Die humanitäre Lage ist mehr als katastrophal, da die Familien immer wieder gezwungen sind, umzuziehen, um der unmittelbaren Gewalt zu entkommen.
Humanitäre Organisationen, darunter auch UNICEF, tun alles, was in ihrer Macht steht, um zu helfen, aber die katastrophale Lage und die Angriffe auf humanitäres Personal behindern unsere Bemühungen weiterhin. Erst gestern wurde ein deutlich gekennzeichnetes UNICEF-Fahrzeug von Kugeln getroffen, während es an einem ausgewiesenen Haltepunkt in der Nähe des Kontrollpunkts Wadi Gaza wartete. Es war eines von zwei Fahrzeugen, die unterwegs waren, um fünf kleine Kinder abzuholen und sie mit ihrem Vater zusammenzubringen, nachdem ihre Mutter getötet worden war. Glücklicherweise wurde niemand verletzt, und es gelang dem Team, die Familie wieder zusammenzuführen. Dennoch hätte dieser Vorfall, wie auch andere zuvor, schreckliche humanitäre Folgen haben können, sowohl für die Kinder, denen wir helfen, als auch für unsere Teams.
Kurz gesagt: Im Gazastreifen herrschen nicht die erforderlichen Bedingungen für eine wirksame humanitäre Hilfe. Die Hilfe muss ungehindert fließen können und der Zugang muss regelmäßig und sicher sein.
Seit fast neun Monaten tröpfelt die Hilfe nach Gaza. Die Zivilbevölkerung wird nicht mehr versorgt. Der kommerzielle Sektor wurde dezimiert.

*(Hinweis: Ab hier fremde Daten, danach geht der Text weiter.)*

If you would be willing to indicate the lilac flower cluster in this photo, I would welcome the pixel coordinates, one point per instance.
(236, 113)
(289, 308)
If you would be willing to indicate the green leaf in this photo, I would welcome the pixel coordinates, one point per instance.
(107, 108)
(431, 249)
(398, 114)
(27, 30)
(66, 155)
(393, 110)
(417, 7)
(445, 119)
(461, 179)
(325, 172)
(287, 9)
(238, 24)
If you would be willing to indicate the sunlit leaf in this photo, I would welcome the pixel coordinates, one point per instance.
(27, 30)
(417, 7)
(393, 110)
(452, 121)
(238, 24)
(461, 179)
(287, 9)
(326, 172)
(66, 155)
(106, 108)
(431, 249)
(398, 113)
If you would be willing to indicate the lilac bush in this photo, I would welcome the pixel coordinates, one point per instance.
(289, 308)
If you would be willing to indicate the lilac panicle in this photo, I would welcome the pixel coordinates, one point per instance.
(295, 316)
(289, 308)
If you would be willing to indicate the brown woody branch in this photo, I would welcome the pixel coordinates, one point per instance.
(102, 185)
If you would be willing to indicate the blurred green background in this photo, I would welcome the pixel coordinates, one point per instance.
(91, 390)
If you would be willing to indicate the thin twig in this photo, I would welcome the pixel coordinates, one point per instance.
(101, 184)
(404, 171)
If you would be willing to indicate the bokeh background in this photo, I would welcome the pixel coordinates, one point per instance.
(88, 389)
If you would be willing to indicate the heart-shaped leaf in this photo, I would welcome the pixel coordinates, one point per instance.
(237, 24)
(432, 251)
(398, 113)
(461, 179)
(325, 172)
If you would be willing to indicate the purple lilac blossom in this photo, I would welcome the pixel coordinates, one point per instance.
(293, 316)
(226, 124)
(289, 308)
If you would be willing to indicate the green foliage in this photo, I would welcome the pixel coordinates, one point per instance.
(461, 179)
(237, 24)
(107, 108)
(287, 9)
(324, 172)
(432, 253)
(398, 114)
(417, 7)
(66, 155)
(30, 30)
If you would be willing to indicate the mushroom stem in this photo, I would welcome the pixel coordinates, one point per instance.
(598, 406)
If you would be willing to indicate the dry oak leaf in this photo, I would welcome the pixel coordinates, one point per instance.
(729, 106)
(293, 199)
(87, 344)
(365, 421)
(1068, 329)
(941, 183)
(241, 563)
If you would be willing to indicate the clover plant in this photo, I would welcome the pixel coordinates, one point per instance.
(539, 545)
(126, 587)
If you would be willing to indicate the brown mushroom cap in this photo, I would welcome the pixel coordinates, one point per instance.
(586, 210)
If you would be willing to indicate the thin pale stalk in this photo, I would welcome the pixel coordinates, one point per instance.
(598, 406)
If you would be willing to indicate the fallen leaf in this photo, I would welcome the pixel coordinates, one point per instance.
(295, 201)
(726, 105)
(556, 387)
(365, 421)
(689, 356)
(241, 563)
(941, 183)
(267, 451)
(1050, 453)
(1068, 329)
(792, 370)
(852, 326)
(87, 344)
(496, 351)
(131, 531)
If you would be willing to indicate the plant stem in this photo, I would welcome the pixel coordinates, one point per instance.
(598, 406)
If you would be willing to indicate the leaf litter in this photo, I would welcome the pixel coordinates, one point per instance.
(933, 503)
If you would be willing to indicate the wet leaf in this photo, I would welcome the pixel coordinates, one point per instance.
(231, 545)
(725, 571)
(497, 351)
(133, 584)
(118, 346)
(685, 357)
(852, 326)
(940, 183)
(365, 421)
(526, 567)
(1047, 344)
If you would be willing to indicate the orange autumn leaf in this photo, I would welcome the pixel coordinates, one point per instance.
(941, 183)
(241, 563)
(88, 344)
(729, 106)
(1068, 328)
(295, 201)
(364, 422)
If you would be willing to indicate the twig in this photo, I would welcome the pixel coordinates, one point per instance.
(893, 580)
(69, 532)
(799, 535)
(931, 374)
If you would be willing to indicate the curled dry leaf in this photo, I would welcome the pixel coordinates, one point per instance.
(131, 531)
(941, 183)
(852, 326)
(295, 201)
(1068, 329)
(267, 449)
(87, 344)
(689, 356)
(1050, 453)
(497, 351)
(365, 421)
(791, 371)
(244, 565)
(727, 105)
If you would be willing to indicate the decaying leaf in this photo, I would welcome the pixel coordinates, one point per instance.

Dies hat zu einem zunehmenden Wettbewerb um das Wenige, das zur Verfügung steht, zum Schmuggel von Waren in den Gazastreifen und nun auch zum zunehmend organisierten Plündern von Hilfsgütern geführt. Dies behindert nicht nur unsere Bemühungen, bedürftige Familien zu erreichen, sondern gefährdet auch unsere Teams und die Zivilbevölkerung, die wir unterstützen.
Die Herausforderung wird durch die Einsatzbedingungen vor Ort noch verschärft. Mindestens 278 Mitarbeiterinnen und Mitarbeiter von Hilfsorganisationen im Gazastreifen sind bereits getötet worden – eine Rekordzahl – während andere in Gefahr sind oder daran gehindert werden, ihre Arbeit zu tun.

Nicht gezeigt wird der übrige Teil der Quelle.